Lincoln ended soon enough

to prevent bigger mistakes

To get those schools and parks

installing his name

Lincoln angelled for slavery

called for and by slavery

called out

voices in the wood

Lincoln, not touched by Confederate hands,

still,

only by lead

(He “Hath borne his faculties so meek, hath been So clear in his great office, that his virtues
Will plead like angels trumpet-tongued, against The deep damnation of his taking-off; And pity, like a naked new-born babe, Striding the blast, or heaven’s cherubim, horsed Upon the sightless couriers of the air, Shall blow the horrid deed in every eye”)

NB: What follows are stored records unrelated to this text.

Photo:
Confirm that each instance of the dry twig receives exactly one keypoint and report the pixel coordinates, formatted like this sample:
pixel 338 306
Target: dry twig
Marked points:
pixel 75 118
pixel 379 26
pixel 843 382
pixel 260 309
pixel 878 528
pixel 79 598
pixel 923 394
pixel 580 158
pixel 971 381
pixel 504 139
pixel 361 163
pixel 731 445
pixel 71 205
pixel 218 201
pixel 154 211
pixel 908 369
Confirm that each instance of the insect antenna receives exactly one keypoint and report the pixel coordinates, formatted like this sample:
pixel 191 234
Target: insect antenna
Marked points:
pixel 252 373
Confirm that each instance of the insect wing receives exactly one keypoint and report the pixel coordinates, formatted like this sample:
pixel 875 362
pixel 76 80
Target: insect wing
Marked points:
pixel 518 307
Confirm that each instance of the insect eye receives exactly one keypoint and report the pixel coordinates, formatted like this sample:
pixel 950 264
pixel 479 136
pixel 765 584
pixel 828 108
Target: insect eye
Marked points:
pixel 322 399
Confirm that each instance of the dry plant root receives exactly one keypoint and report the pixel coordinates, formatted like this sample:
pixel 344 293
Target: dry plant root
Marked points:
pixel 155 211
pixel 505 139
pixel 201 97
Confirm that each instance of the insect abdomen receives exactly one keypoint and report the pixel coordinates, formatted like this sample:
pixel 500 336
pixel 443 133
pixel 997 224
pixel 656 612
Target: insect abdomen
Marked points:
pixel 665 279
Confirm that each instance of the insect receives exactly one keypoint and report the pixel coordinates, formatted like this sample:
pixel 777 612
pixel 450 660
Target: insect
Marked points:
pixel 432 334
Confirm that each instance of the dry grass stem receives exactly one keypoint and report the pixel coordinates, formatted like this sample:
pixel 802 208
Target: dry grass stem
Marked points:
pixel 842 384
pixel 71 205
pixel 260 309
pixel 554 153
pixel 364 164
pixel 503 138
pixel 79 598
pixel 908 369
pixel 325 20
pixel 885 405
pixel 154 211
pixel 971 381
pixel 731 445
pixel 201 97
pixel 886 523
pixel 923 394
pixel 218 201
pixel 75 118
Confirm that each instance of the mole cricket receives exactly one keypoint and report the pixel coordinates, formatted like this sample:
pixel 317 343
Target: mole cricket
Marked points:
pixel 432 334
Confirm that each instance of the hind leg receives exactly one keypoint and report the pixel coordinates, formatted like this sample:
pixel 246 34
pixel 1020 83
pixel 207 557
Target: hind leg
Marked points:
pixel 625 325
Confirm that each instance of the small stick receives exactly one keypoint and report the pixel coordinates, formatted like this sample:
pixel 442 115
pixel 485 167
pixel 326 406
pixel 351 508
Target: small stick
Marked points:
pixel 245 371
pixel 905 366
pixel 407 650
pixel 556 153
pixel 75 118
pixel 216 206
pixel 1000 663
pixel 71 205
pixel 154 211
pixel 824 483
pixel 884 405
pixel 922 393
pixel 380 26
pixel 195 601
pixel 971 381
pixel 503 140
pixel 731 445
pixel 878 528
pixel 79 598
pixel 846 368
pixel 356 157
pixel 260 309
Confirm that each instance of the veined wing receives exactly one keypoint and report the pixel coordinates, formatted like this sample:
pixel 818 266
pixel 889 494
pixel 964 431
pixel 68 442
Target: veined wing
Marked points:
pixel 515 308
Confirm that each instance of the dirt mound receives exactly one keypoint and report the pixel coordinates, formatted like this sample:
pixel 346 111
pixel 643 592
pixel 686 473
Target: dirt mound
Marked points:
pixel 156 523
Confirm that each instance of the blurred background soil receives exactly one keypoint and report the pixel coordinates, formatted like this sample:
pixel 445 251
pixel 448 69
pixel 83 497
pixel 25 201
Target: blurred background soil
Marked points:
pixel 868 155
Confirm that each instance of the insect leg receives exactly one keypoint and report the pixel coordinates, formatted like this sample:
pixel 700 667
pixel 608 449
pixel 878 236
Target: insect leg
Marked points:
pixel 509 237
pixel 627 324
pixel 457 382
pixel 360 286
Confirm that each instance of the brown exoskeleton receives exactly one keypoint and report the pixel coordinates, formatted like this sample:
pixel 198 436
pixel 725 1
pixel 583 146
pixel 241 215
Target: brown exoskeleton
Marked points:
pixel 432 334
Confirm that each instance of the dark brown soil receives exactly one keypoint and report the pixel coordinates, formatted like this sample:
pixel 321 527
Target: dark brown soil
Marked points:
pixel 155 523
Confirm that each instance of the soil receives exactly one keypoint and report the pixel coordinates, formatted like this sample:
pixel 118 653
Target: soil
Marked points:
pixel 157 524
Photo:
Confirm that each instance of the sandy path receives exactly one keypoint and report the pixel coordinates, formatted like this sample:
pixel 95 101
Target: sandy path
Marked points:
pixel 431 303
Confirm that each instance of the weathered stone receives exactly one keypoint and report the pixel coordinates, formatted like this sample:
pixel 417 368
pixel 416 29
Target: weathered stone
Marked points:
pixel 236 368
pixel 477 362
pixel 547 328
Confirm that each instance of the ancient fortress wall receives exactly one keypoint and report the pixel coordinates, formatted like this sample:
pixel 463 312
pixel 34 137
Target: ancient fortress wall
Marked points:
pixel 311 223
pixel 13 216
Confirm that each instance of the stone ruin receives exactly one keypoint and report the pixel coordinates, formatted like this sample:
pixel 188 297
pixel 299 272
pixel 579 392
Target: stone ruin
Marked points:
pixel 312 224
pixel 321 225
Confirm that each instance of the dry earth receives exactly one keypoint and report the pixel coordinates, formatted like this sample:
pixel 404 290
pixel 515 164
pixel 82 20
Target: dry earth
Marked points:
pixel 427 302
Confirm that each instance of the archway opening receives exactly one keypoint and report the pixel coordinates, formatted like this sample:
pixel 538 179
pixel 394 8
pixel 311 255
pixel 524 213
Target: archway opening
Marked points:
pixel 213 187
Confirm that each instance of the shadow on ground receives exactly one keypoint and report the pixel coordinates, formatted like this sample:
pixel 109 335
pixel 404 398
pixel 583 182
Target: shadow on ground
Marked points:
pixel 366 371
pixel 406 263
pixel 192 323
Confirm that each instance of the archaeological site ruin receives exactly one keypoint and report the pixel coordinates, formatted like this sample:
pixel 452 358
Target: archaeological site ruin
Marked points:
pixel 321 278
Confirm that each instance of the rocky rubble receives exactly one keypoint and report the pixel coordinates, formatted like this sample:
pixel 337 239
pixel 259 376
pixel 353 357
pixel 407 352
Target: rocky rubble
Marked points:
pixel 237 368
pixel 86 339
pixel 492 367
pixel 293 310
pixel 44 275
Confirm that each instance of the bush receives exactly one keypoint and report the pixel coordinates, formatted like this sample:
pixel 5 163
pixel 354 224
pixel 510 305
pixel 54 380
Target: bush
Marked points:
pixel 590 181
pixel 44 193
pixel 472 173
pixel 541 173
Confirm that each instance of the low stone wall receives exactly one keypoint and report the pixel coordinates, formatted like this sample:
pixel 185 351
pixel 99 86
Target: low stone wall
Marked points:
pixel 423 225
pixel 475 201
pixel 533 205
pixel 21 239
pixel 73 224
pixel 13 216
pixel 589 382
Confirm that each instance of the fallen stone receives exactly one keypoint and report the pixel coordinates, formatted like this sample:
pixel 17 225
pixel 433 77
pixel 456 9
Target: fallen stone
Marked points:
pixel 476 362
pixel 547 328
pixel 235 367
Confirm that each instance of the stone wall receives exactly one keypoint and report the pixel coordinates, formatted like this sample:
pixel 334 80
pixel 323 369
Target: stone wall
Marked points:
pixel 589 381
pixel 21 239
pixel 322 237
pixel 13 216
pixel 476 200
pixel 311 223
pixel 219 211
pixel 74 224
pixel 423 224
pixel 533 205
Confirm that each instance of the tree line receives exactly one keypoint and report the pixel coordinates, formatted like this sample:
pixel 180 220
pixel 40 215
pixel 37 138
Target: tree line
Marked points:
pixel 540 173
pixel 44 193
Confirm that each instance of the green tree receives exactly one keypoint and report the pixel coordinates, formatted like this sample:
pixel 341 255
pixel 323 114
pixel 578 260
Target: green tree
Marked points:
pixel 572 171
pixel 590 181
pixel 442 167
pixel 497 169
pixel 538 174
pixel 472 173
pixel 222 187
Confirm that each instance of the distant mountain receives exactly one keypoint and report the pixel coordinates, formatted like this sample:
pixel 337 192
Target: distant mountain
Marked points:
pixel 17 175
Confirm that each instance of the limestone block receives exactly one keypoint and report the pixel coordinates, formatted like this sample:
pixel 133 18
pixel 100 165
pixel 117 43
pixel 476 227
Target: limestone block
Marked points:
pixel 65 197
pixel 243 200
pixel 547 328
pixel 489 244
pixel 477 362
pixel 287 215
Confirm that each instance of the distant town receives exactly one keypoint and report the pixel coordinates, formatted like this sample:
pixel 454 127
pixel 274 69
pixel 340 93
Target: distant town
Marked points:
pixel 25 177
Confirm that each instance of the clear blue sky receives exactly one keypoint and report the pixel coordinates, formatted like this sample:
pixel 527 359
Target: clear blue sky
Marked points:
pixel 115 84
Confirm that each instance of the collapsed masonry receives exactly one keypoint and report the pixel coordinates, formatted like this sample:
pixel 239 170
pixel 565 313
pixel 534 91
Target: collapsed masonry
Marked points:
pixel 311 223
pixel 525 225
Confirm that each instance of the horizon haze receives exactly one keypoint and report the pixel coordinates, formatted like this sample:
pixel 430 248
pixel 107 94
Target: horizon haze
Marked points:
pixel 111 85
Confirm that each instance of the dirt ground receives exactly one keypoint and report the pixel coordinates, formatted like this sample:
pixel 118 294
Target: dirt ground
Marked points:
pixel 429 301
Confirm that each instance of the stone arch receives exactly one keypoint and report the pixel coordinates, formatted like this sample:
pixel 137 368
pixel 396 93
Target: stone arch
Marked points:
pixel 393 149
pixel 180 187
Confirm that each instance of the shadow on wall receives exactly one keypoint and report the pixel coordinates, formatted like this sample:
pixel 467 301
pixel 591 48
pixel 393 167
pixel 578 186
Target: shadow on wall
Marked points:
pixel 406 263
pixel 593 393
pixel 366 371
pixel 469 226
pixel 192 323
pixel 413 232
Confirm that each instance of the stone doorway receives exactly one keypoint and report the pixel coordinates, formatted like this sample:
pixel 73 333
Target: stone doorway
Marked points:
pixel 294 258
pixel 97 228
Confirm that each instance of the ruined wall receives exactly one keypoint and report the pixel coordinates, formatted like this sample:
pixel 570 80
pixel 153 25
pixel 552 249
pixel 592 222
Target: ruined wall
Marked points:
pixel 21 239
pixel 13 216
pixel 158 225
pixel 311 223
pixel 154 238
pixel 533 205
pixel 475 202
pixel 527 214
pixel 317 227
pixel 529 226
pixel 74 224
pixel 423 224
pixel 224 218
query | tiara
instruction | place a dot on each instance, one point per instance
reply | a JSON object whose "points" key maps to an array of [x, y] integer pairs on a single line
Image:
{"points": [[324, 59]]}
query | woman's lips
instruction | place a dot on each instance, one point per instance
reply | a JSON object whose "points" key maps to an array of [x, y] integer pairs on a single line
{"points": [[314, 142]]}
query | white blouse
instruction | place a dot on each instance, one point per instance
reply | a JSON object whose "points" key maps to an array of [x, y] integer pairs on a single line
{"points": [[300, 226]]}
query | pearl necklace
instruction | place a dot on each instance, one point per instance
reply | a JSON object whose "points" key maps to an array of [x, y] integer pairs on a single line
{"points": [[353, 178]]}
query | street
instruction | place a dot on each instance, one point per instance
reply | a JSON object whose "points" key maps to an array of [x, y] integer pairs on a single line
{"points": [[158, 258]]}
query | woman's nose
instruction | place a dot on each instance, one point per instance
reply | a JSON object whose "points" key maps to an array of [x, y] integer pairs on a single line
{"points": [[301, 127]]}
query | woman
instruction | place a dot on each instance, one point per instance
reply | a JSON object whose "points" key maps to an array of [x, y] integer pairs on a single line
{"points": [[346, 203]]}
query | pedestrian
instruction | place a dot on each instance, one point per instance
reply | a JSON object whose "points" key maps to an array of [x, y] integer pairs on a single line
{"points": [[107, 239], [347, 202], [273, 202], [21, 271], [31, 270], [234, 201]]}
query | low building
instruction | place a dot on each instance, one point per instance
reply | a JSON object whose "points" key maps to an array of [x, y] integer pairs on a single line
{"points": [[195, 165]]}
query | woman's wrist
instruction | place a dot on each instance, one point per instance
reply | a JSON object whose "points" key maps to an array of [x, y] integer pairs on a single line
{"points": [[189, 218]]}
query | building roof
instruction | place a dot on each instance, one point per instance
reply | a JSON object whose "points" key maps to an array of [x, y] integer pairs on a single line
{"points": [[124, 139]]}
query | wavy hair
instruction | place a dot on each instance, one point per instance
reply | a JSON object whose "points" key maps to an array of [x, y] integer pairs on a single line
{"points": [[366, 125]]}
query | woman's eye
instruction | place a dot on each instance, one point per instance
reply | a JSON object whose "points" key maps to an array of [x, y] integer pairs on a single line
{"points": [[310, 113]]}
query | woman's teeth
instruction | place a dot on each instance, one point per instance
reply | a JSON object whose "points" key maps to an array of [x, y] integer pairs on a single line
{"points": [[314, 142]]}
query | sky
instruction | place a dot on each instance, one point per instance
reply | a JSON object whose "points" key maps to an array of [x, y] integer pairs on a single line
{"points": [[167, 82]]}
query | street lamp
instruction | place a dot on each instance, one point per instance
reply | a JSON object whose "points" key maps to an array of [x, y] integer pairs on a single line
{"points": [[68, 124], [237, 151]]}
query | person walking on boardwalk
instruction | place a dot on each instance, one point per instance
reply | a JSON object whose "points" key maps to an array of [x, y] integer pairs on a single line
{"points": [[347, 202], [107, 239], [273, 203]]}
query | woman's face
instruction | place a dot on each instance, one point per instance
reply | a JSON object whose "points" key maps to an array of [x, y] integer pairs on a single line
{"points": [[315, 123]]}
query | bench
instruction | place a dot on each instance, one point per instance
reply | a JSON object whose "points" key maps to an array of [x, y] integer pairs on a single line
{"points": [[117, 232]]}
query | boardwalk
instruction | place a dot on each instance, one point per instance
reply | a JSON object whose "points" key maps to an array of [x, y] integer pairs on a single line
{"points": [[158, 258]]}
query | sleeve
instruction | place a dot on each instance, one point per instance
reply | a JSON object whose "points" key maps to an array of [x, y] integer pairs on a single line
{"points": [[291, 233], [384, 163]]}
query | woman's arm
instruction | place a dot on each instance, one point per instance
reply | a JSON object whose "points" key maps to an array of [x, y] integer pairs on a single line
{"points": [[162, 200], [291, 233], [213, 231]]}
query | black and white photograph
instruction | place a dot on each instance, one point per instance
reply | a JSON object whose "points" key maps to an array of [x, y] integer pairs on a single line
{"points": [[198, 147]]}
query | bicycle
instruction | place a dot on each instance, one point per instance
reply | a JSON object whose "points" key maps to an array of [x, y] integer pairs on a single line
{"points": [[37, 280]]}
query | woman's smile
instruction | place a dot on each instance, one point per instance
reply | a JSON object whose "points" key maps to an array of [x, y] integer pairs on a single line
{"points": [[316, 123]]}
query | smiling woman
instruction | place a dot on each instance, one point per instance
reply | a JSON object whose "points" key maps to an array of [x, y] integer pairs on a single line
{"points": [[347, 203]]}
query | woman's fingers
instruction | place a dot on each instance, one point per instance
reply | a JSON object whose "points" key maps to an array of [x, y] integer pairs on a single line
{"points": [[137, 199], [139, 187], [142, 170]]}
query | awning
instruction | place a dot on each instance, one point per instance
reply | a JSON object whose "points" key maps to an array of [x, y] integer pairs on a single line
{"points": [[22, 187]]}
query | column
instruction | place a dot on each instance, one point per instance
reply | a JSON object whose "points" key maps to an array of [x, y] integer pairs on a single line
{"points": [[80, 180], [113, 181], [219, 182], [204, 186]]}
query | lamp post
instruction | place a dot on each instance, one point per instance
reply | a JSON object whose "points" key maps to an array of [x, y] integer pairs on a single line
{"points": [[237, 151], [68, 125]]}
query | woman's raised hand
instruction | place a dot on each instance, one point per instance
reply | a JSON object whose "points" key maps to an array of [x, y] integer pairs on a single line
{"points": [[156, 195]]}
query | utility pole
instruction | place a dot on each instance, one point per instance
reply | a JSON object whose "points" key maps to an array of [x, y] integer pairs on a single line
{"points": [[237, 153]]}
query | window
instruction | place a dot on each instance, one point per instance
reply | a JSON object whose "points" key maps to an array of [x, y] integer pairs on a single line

He coulda been gunned down

on the train to DC

He coulda been nabbed

while on his way to or from

battlefield hospitals,

where Whitman worked,

and would remain

to keep writing “America”

Himself, Abe, would not have time for hospital.

Would have no need.

We watch the returning moving pictures

of Iran, cradle of civilization,

that damn cradle always crying,

our tyrant leader who chokes

on his own sneer, and

(“Where we are, There’s daggers in men’s smiles: the near in blood”)

his numbers, and a well-

kissed ass,

(“Here’s the smell of the blood still: all the perfumes of Arabia will not sweeten this little hand”)

“I’m fixing it!

I’m

fixing it!”

(“a heat-oppressed brain”?)

Lincoln, living in uncertainty

Leaving all the tabs open, Lincoln

Lincoln quiet, history

next to his bed

dream-ready

Lincoln who used to read barefoot

leaning on a stump

Lincoln who, although gangly,

handled a horse or an axe just fine,

thank you

You have some bad eggs, right?

Bad eggs get through?

I would pray to Lincoln,

were there a candle.

I am more fantastical than he,

who preferred a stoic Protestant mood.

I prefer him, a quiet spirit,

who liked to make people laugh,

to rise up in spirit in another

and for what is best in us

to be visible

again

It’s clear a Lincoln who lived

could live again

2 thoughts on “He Sleeps Well

  1. The most beautiful thing you’ve written in a while (not that the rest has been too shabby!). Thank you for the long long yet personal and precise perspective.

    I assume you’ve read Lincoln in the Bardo?

    1. I haven’t! Obviously I need to! I’m almost done with A. Lincoln, which is both solid history (I think) and pretty quick to read.